Il y a également la question de la baisse des prix des médicaments. Le Maroc suit une politique de baisse du prix du médicament après avoir fait un benchmark avec d’autres pays. Sauf que le benchmark a été fait uniquement sur le prix du médicament des sept pays choisis et non pas sur l’exercice officinal. En effet, dans ces pays, comme le Portugal, la France, l’Arabie saoudite, la Turquie ou le Portugal, les pharmaciens sont rémunérés par rapport à d’autres actes qu’ils font au quotidien, ce qui permet la viabilité de l’officine.

Que risquent les pharmacies si rien n’est fait ?

La rémunération de l’acte pharmaceutique est, en effet, très importante pour la viabilité de l’officine.

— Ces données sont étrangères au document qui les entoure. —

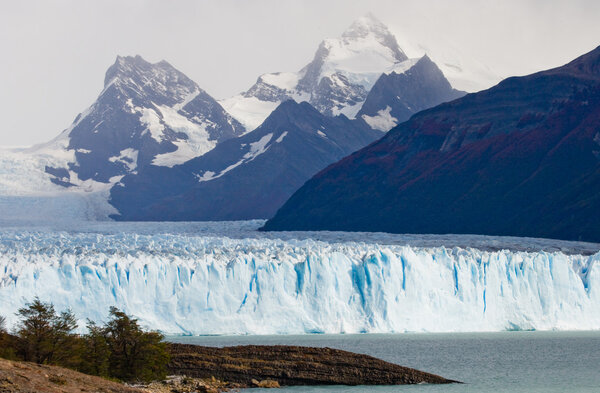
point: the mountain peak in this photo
(140, 70)
(365, 25)
(369, 27)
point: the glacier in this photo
(228, 278)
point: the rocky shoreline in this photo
(290, 365)
(195, 368)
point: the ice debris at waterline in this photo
(184, 284)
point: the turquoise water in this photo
(485, 362)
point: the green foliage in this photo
(135, 355)
(46, 337)
(6, 341)
(119, 349)
(96, 355)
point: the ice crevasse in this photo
(216, 285)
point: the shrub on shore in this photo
(119, 349)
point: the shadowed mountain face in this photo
(246, 177)
(522, 158)
(146, 114)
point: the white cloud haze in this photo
(55, 53)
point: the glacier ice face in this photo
(182, 280)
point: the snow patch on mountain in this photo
(127, 157)
(250, 111)
(255, 149)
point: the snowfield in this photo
(227, 278)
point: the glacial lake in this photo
(485, 362)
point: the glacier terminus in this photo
(228, 278)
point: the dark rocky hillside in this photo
(522, 159)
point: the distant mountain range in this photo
(246, 177)
(520, 159)
(158, 147)
(147, 114)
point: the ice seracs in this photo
(191, 284)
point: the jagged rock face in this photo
(146, 114)
(336, 81)
(397, 96)
(519, 159)
(343, 70)
(246, 177)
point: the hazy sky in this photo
(55, 53)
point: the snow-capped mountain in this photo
(146, 114)
(336, 81)
(246, 177)
(519, 159)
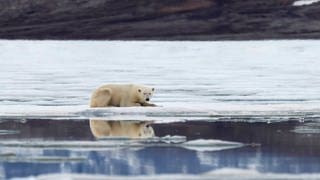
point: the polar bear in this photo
(121, 95)
(129, 129)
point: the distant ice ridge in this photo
(304, 2)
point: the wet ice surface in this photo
(225, 108)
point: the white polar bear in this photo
(121, 95)
(129, 129)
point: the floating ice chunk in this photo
(210, 145)
(304, 2)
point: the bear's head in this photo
(145, 94)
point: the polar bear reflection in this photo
(129, 129)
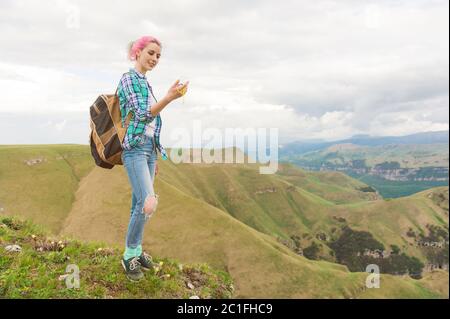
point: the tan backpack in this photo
(107, 133)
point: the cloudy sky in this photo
(313, 69)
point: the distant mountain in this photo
(294, 234)
(394, 165)
(301, 147)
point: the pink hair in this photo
(140, 44)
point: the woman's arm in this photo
(174, 92)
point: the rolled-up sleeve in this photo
(136, 102)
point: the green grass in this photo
(36, 274)
(395, 189)
(213, 214)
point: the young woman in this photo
(140, 146)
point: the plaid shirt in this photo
(134, 96)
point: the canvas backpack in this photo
(107, 133)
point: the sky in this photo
(313, 69)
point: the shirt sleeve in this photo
(130, 89)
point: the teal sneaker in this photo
(146, 261)
(132, 269)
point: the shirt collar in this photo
(142, 76)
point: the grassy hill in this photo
(228, 216)
(39, 270)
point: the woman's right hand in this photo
(176, 90)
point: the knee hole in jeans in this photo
(150, 204)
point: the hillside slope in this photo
(226, 215)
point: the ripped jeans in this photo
(139, 162)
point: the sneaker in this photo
(132, 268)
(146, 261)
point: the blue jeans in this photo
(139, 163)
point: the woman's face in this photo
(148, 58)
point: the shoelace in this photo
(147, 257)
(134, 263)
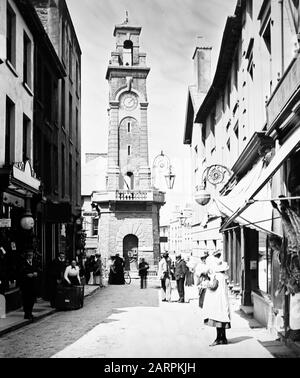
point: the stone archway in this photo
(130, 252)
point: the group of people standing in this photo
(209, 275)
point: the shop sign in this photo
(284, 92)
(5, 223)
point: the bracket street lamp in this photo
(215, 175)
(163, 161)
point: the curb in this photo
(24, 323)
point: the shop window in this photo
(27, 60)
(9, 131)
(264, 264)
(11, 36)
(70, 116)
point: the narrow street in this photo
(125, 322)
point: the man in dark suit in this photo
(28, 275)
(56, 274)
(180, 272)
(143, 272)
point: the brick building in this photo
(129, 220)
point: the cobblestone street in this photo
(123, 321)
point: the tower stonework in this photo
(129, 218)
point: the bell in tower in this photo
(129, 220)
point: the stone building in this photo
(245, 136)
(57, 135)
(129, 220)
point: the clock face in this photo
(129, 101)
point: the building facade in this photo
(39, 160)
(57, 137)
(248, 126)
(129, 220)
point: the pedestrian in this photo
(56, 276)
(180, 272)
(119, 269)
(112, 271)
(216, 310)
(164, 274)
(201, 275)
(143, 273)
(97, 270)
(189, 279)
(71, 276)
(213, 258)
(28, 281)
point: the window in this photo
(26, 60)
(70, 177)
(127, 53)
(95, 226)
(63, 41)
(228, 144)
(9, 131)
(48, 95)
(11, 36)
(250, 8)
(77, 127)
(63, 104)
(47, 168)
(55, 171)
(203, 137)
(63, 172)
(264, 264)
(77, 183)
(70, 61)
(70, 116)
(77, 77)
(26, 138)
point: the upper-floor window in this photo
(26, 60)
(9, 131)
(127, 53)
(26, 138)
(11, 36)
(70, 61)
(249, 8)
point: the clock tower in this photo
(129, 208)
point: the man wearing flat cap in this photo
(164, 274)
(180, 272)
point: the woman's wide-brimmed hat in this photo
(221, 267)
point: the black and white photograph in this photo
(149, 182)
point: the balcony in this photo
(129, 196)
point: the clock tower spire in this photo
(129, 220)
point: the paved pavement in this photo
(126, 322)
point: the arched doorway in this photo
(130, 252)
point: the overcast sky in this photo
(169, 36)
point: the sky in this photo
(170, 31)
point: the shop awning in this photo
(259, 214)
(258, 189)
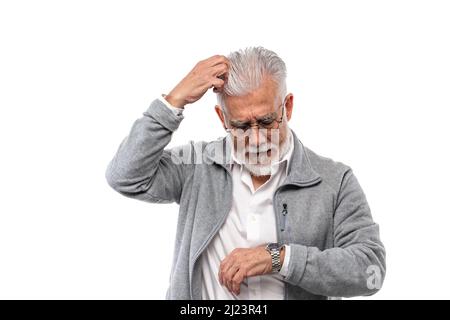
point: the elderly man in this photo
(261, 216)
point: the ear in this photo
(289, 103)
(221, 115)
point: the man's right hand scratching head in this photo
(206, 74)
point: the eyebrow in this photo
(268, 116)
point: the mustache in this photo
(261, 148)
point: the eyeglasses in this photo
(261, 124)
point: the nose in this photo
(254, 136)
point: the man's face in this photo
(258, 147)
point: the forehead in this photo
(255, 104)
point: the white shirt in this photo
(250, 223)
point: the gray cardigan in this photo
(335, 245)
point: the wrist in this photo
(175, 101)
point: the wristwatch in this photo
(274, 249)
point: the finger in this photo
(223, 266)
(219, 70)
(218, 84)
(229, 275)
(237, 280)
(218, 59)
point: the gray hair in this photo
(248, 68)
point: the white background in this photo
(371, 84)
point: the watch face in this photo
(273, 246)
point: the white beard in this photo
(263, 165)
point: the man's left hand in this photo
(242, 263)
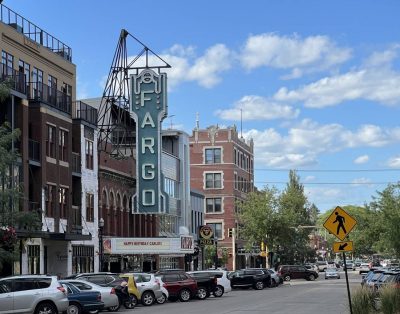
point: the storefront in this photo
(146, 254)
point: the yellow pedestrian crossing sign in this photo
(340, 223)
(343, 246)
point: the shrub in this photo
(390, 300)
(362, 301)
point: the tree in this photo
(387, 208)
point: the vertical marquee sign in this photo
(149, 108)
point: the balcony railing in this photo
(14, 78)
(76, 162)
(34, 150)
(83, 111)
(34, 33)
(51, 96)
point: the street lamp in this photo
(101, 248)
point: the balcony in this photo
(38, 91)
(34, 152)
(83, 111)
(34, 33)
(76, 163)
(14, 78)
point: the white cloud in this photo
(376, 81)
(254, 107)
(361, 159)
(305, 142)
(362, 181)
(394, 162)
(285, 52)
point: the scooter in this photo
(129, 301)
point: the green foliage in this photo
(274, 217)
(362, 301)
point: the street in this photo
(296, 296)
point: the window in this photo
(89, 154)
(62, 145)
(50, 200)
(217, 227)
(62, 199)
(89, 207)
(7, 60)
(213, 205)
(213, 180)
(37, 78)
(51, 141)
(213, 155)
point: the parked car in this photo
(223, 282)
(364, 268)
(289, 272)
(179, 285)
(149, 288)
(32, 294)
(206, 283)
(82, 301)
(165, 293)
(332, 273)
(322, 265)
(255, 278)
(108, 295)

Il est de plus en plus urgent d’y penser, d’autant que le projet de loi de Finances 2024 prévoit une mesure visant à exonérer de TVA les médicaments soumis auparavant à un taux de 7%. Les petites pharmacies qui ont un chiffre d’affaires de moins de 1 million de dirhams vont voir leurs chiffres baisser encore une fois.

C’est pourquoi nous appelons aujourd’hui le gouvernement, notamment le ministère de la Santé et le ministère des Finances, à être à l’écoute de ce secteur et à agir pour le sauver, vu le rôle essentiel des pharmaciens dans le système de santé.

Le fait d’accorder aux pharmaciens la permission de réaliser des actes pharmaceutiques rémunérés, va non seulement contribuer à sauver le secteur, mais va également permettre de faire des économies, d’améliorer l’accès aux soins, de désengorger les hôpitaux lorsqu’il s’agit des soins primaires faciles qui peuvent se faire au niveau de la pharmacie. Nous avons une liste d’actes qui peuvent être faits au niveau de l’officine et nous aimerions que le ministère de tutelle ouvre des discussions avec nous dans ce sens. Malheureusement, ce dernier ne réagit pas du tout à nos revendications, malgré les grèves que nous avons faites en 2023.

Est-ce que de nouvelles grèves sont prévues prochainement ?

En effet, de nouvelles grèves et sit-in sont prévus prochainement. Face au silence du gouvernement, nous n’avons d’autres choix que de manifester notre mécontentement pour faire entendre nos voix. L’attente n’a que trop duré... et le ministère ne fait pas ce qu’il faut pour nous accompagner dans la crise que nous traversons. Le gouvernement doit prendre les bonnes décisions pour sauver notre secteur qui joue un rôle très important dans la société et le système de santé. Il faut savoir que plus de 3.000 pharmacies rencontrent de très grandes difficultés financières et peinent à survivre. La JPIC 2024 va constituer un début par rapport aux décisions qui vont être prises pour l’avenir.